I'm getting the following error when training a logistic regression model using my dataset:
Caused by: java.lang.IllegalArgumentException: requirement failed: Index 0 follows 0 and is not strictly increasing
at scala.Predef$.require(Predef.scala:281)
at org.apache.spark.ml.linalg.SparseVector.$anonfun$new$5(Vectors.scala:629)
at scala.runtime.java8.JFunction1$mcVI$sp.apply(JFunction1$mcVI$sp.java:23)
at scala.collection.IndexedSeqOptimized.foreach(IndexedSeqOptimized.scala:36)
at scala.collection.IndexedSeqOptimized.foreach$(IndexedSeqOptimized.scala:33)
at scala.collection.mutable.ArrayOps$ofInt.foreach(ArrayOps.scala:246)
at org.apache.spark.ml.linalg.SparseVector.<init>(Vectors.scala:628)

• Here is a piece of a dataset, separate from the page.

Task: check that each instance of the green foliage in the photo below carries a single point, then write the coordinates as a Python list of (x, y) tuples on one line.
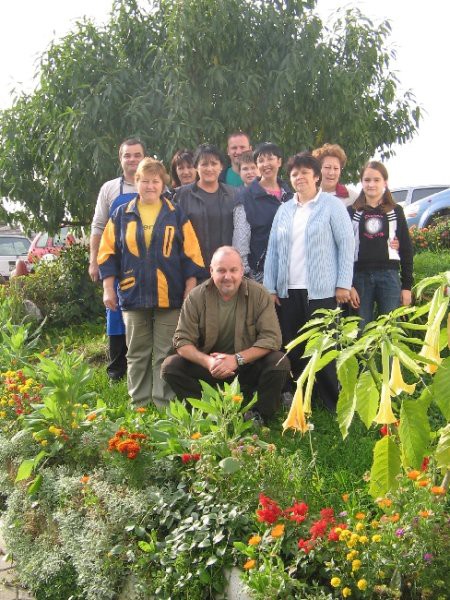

at org.apache.spark.ml.linalg.VectorUDT.deserialize(VectorUDT.scala:64)
at org.apache.spark.sql.catalyst.expressions.GeneratedClass$SpecificSafeProjection.apply(Unknown Source)
at org.apache.spark.sql.catalyst.encoders.ExpressionEncoder$Deserializer.apply(ExpressionEncoder.scala:168)
... 38 more
I'm not sure what this error indicates and where I should be debugging. Could someone familiar with Spark MLlib give me some guidance? Thanks in advance!
You're constructing a sparse vector, and the list of (index, value)
tuples contains a duplicate 0 index, eg:
Vectors.sparse(2, Seq((0, 1d), (0, 1d)))
Spark used to let this slip, but seemingly doesn't anymore since a recent release.
I had this exact same issue. It turns out to be a useful exception as it highlighted a bug where two of my model's features were using the same prefix in their values, hence the duplicate index.